Essendo peraltro la presunta efficacia del vaccino anti-covid nel ridurre il contagio alla base del disposto normativo che ha stabilito tali obblighi, o comunque alla base degli atti amministrativi fondati sul disposto medesimo, la constatazione dell’erroneità del presupposto rende le condotte contrarie ai precetti conseguenti come prive di reale offensività.

Degno di interesse è infine l’excursus sulla rilevanza dello stato di necessità nella fattispecie concreta esaminata, quale causa di giustificazione che rende non punibile il reato.

Secondo l’art. 54 del codice penale, “non è punibile chi ha commesso il fatto per esservi stato costretto dalla necessità di salvare sé od altri dal pericolo attuale di un danno grave alla persona, pericolo da lui non volontariamente causato, né altrimenti evitabile, sempre che il fatto sia proporzionato al pericolo”.

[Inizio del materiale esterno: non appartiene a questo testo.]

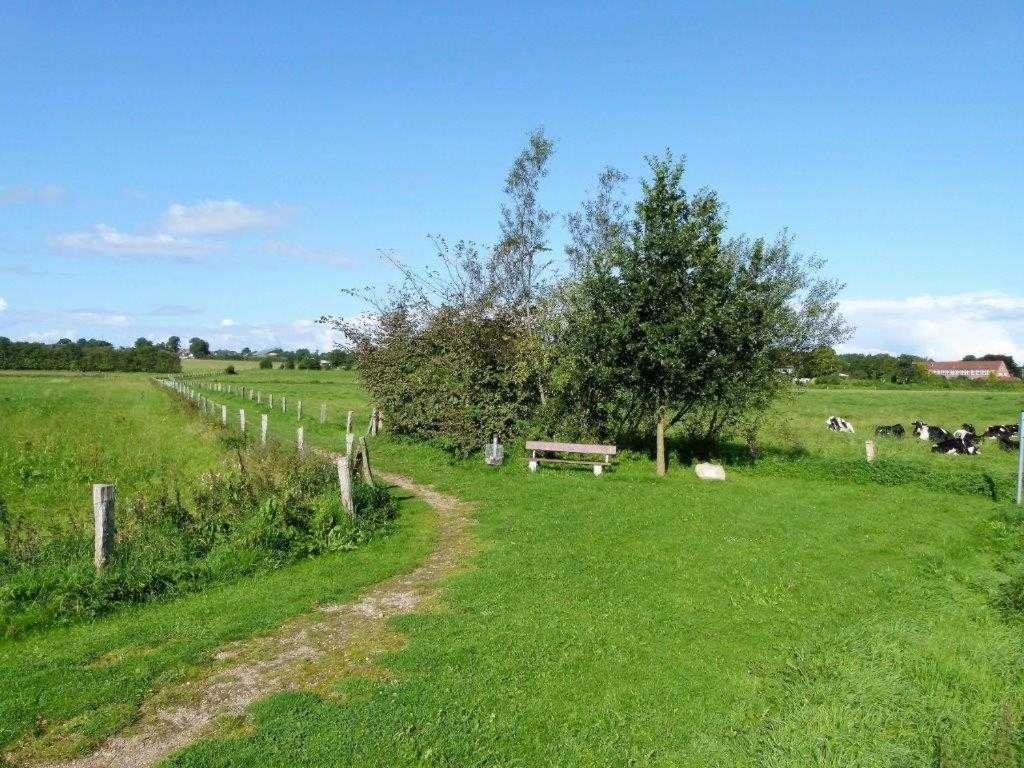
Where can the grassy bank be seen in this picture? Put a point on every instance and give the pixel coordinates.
(631, 621)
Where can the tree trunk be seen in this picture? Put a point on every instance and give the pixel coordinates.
(662, 468)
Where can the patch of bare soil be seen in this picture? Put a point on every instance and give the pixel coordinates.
(308, 651)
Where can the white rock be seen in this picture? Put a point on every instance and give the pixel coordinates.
(710, 471)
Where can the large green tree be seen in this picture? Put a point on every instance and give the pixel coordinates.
(669, 323)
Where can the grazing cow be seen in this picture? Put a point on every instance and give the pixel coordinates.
(895, 430)
(956, 445)
(926, 432)
(1009, 444)
(839, 425)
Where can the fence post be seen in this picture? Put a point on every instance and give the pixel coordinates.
(345, 483)
(368, 473)
(1020, 461)
(103, 498)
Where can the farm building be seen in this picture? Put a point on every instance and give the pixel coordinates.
(971, 369)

Il Tribunale militare arretra la valutazione della condotta tenuta dall’imputato al momento della decisione di non vaccinarsi, da cui sarebbe scaturita poi la “forzata consegna”.

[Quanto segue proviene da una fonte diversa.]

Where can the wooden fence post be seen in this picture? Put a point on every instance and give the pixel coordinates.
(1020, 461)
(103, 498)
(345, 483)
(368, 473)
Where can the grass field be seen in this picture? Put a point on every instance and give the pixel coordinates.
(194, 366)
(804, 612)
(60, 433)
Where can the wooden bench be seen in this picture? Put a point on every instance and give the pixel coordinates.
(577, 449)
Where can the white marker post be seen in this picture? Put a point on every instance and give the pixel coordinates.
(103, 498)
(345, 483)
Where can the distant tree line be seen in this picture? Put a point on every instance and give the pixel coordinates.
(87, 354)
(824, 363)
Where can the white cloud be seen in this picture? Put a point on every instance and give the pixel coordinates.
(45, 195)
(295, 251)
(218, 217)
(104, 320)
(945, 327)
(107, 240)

In altri termini, lo stato di necessità è stato ravvisato non con riferimento alla condotta in concreto contestata (urgenza qualificata di accedere all’alloggio), ma con riferimento alla condotta presupposta a quella (necessità di non correre un rischio grave o fatale vaccinandosi).

Rispetto a tale diverso segmento dell'azione, il Giudice adito critica nuovamente l’impostazione seguita dalla Corte costituzionale nelle ultime pronunce, affermando che la legge impositiva di un trattamento sanitario non è incompatibile con l’art. 32 della Costituzione solo se gli unici effetti negativi prevedibili siano temporanei, di scarsa entità e tollerabili, ma non quando ci siano effetti avversi gravi, irreversibili o fatali già prevedibili al momento dell’imposizione, dovendo la previsione dell’indennizzo riguardare gli eventi avversi imponderabili, che non potevano essere previsti dal legislatore in quel dato momento storico, e che quindi servono a ristorare il danno “ulteriore” imprevedibile.

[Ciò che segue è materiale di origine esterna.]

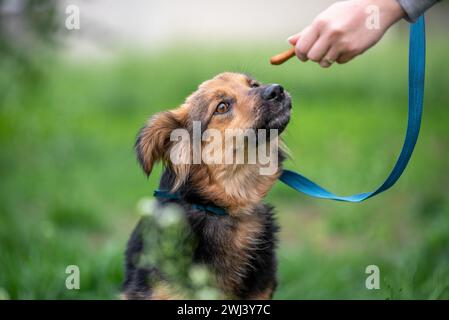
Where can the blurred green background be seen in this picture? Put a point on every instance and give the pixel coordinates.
(69, 180)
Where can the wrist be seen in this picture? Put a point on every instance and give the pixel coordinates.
(390, 11)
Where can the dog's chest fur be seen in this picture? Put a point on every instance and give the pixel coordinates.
(239, 250)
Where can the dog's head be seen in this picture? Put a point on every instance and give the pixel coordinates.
(228, 102)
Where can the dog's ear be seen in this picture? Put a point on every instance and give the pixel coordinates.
(154, 144)
(153, 140)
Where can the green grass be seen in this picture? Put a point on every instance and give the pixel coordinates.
(70, 182)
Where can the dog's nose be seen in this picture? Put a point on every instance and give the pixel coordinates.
(273, 92)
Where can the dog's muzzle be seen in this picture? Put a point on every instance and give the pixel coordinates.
(275, 108)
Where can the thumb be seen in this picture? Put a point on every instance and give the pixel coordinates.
(293, 39)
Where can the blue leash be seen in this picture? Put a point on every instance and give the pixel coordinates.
(417, 58)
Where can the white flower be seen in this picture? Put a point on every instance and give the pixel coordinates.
(146, 206)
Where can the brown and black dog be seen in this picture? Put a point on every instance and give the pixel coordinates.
(238, 247)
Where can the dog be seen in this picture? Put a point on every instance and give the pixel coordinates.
(238, 244)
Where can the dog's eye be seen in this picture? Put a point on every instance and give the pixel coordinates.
(222, 107)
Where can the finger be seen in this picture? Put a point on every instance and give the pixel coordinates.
(308, 37)
(330, 57)
(319, 49)
(345, 57)
(294, 38)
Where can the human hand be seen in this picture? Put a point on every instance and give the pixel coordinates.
(345, 30)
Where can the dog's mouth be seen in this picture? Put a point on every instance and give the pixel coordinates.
(280, 118)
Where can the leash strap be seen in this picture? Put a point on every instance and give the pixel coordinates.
(417, 58)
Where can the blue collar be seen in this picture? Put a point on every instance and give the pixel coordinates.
(161, 194)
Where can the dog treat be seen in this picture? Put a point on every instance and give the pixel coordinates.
(283, 56)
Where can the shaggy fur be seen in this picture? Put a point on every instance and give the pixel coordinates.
(239, 248)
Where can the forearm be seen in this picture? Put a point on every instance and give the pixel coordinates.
(415, 8)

In altri termini, secondo il Tribunale militare, con affermazione di principio che non può che essere condivisa – sulla base di un’interpretazione corretta dell’art. 32 della Costituzione, che configura la salute prima come fondamentale diritto dell’individuo e solo successivamente come interesse della collettività – nel nostro ordinamento “nessuno può essere semplicemente chiamato a sacrificare la propria salute per quella degli altri, fossero pure tutti gli altri”.